By DEVLIN BARRETT Associated Press Writer
WASHINGTON (AP) -- Democrat Hillary Rodham Clinton cited frustrated scientists and a comedian Thursday as she assailed President Bush's record on scientific study and pledged to rescind his restrictions on federal funding for embryonic stem cell research.
The presidential candidate also said she would bar political appointees from altering or removing scientific conclusions from government research without a legitimate reason for doing so.
"The Bush administration has declared war on science," the New York senator said. "When I am president, scientific integrity will not be the exception it will be the rule."
Her address to the Carnegie Institution for Science was a preview of what she said would be more detailed proposals in coming weeks on energy and environmental issues.

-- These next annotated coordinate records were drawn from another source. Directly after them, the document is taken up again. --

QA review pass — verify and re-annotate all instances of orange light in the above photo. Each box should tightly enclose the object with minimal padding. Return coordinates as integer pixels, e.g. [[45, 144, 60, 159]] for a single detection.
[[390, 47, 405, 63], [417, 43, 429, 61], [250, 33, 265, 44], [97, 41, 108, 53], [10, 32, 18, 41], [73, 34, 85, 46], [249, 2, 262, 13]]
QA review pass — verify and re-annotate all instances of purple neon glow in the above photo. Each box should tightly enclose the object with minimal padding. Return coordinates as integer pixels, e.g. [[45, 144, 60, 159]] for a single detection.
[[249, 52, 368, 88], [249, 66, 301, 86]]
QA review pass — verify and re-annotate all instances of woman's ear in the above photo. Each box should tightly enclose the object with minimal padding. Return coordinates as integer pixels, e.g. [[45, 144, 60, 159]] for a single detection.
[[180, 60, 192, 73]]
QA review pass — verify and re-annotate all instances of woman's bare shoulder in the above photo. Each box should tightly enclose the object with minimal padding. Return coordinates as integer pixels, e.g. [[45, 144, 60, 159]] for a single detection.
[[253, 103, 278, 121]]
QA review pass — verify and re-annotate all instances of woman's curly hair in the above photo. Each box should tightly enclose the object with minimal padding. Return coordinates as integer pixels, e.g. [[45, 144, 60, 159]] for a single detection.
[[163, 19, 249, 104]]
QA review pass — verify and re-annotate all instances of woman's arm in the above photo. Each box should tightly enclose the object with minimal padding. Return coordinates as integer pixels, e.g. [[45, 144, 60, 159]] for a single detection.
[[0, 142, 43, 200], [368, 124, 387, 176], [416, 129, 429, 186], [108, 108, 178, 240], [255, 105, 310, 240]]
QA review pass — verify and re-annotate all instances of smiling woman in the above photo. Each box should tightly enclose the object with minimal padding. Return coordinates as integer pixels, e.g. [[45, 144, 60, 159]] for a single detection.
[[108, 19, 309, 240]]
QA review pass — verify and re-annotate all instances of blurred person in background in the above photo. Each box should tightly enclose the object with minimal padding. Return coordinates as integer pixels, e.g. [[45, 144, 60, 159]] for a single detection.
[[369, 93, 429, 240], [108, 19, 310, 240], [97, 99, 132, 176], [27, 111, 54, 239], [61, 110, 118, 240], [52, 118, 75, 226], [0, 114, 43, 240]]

Clinton focused mostly on policy proposals, but she also drew laughs for paraphrasing the faux right-wing fury of Comedy Central's Stephen Colbert, saying "this administration doesn't make decisions on facts, it makes facts based on decisions."
The speech was timed to coincide with the 50th anniversary of the launch of the Sputnik satellite by the Soviet Union. The launch, which caught U.S. scientists by surprise, helped start the U.S.-Soviet space race and led to the creation of National Aeronautics and Space Administration.
The candidate said as a little girl she was fascinated by Sputnik, but that today's scientific challenges often come from political ideology instead of foreign powers.
"For six and half years under President Bush, it has been open season on open inquiry," Clinton said. "By ignoring or manipulating science, the Bush administration is putting our future at risk and letting our economic competitors get an edge in the global economy."
She said Bush's limits on federal funds for embryonic stem cell research amounts to a "ban on hope."
Republican National Committee spokesman Danny Diaz countered that Clinton "manipulates basic mathematics in her attempts to explain how she will pay for hundreds of billions of dollars in new spending."
On the campaign trail, Clinton has repeatedly slammed what she calls Bush's "war on science" and accused the administration of allowing conservative political ideology to interfere with research and scientific evidence. She cites administration officials who have questioned the scientific evidence of global warming and who have suggested a link existed between abortion and breast cancer.
As president, Clinton said she would:
- Expand human and robotic space exploration and speed development of vehicles to would replace the space shuttle.
- Launch a space-based climate change initiative to combat global warming.
- Create a $50-billion strategic energy fund to research ways to boost energy efficiency and reduce reliance on fossil fuels.